California revamps law on autographed collectibles

In late 2016, the California legislature passed a new law expanding existing regulations on the autographed sports memorabilia market which had, suffice it to say, unintended consequences. The law went into effect on January 1, 2017 and placed significant restrictions on dealers selling any and all autographed items – including comic books – for more than $5.00 in or from California. For example, the new law required dealers of autographed collectibles to furnish certificates of authenticity containing an express warranty and certain information, such as whether the item is part of a limited edition, the size of the edition if known, the name of the witness to the signing, and the name and address of any third party from whom the item was obtained. The law also required certain signage at the point of sale, that all dealers have a resale certificate from the California State Board of Equalization, and placed notification obligations on promoters of trade shows, among other regulations.

The law specifically excluded the person signing the memorabilia from the definition of a “dealer,” so comic writers and artists, for example, selling their own autographed memorabilia were exempt from the impact of the law. However, the law still resulted in burdens on the comic industry. For example, if creators appeared at stores or conventions for signings, and the store or some other third-party was selling the autographed items, then the law applied.
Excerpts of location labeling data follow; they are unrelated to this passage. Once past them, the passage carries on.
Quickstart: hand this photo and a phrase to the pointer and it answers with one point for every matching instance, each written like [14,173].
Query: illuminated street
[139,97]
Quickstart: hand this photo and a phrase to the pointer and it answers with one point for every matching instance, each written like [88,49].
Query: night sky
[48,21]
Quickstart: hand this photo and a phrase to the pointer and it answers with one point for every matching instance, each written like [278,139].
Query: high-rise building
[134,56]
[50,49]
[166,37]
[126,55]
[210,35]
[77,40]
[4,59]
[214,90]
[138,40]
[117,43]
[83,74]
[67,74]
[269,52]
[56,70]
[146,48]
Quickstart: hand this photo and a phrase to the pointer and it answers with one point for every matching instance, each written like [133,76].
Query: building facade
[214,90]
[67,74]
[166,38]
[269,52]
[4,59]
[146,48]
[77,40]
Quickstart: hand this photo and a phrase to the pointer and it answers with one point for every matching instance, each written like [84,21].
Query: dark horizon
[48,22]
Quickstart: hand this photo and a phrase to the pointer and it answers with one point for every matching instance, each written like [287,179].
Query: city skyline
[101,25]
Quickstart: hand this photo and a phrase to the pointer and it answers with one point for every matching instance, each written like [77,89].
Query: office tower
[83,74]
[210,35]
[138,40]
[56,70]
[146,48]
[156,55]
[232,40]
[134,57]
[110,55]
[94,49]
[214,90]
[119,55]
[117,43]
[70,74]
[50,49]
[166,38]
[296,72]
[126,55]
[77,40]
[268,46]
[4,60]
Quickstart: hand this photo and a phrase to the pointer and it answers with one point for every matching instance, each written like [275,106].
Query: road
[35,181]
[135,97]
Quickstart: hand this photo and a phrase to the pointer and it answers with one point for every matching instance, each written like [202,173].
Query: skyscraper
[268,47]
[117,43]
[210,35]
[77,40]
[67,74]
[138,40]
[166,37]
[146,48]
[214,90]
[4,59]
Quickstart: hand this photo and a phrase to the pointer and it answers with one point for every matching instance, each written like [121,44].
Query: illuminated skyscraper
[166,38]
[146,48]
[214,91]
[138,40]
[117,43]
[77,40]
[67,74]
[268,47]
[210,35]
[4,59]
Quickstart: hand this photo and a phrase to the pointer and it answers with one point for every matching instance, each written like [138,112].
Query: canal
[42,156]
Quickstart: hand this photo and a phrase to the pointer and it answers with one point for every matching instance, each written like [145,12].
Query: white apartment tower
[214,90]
After much lobbying and at least one lawsuit, the California legislature amended the law, effective October 12, 2017. The new revisions maintain the exclusion of the person who signed the collectible as an affected “dealer.” Moreover, the law specifically excludes books – including comic books – from its application. Works of fine art that are originals or numbered multiples are also excluded. What about posters, trading cards, toys or other autographed items that are often sold in connection with comics? The law still applies to them if they are sports items or items “related to” music, television, or films. There are some further limitations to the application of the law as well. For example, the price point when the law becomes applicable was raised from $5.00 to $50.00 and the dealer must be selling the autographed item at a higher price than it would sell a comparable non-autographed item. Under the definitions, an interesting question arises as to whether the law applies to a $60.00 toy that is related to a book that has not yet made its way to television or film, and what exactly does “related to” mean?

Where the law still applies, the requirements of the law have also been tailored. For example, the requirements of an express warranty and disclosure of certain information remain, but requirements such as the disclosure of the name and address of any third party from whom the item was obtained have been eliminated, although the dealer must retain such information for seven years. The law affords consumers a three day right to cancel the contract for the sale of the items, but under the new law, that right does not apply to sales at public auctions or trade shows. The signage requirements remain, but have been altered depending on whether the dealer is at a retail store, an auction, or a trade show. The requirement that dealers have a resale certificate has also been eliminated. The new law has several additional requirements that may or may not apply based upon the circumstances of the sale and anyone who may be a “dealer” should discuss the applicable requirements and the possible penalties for non-compliance with their counsel.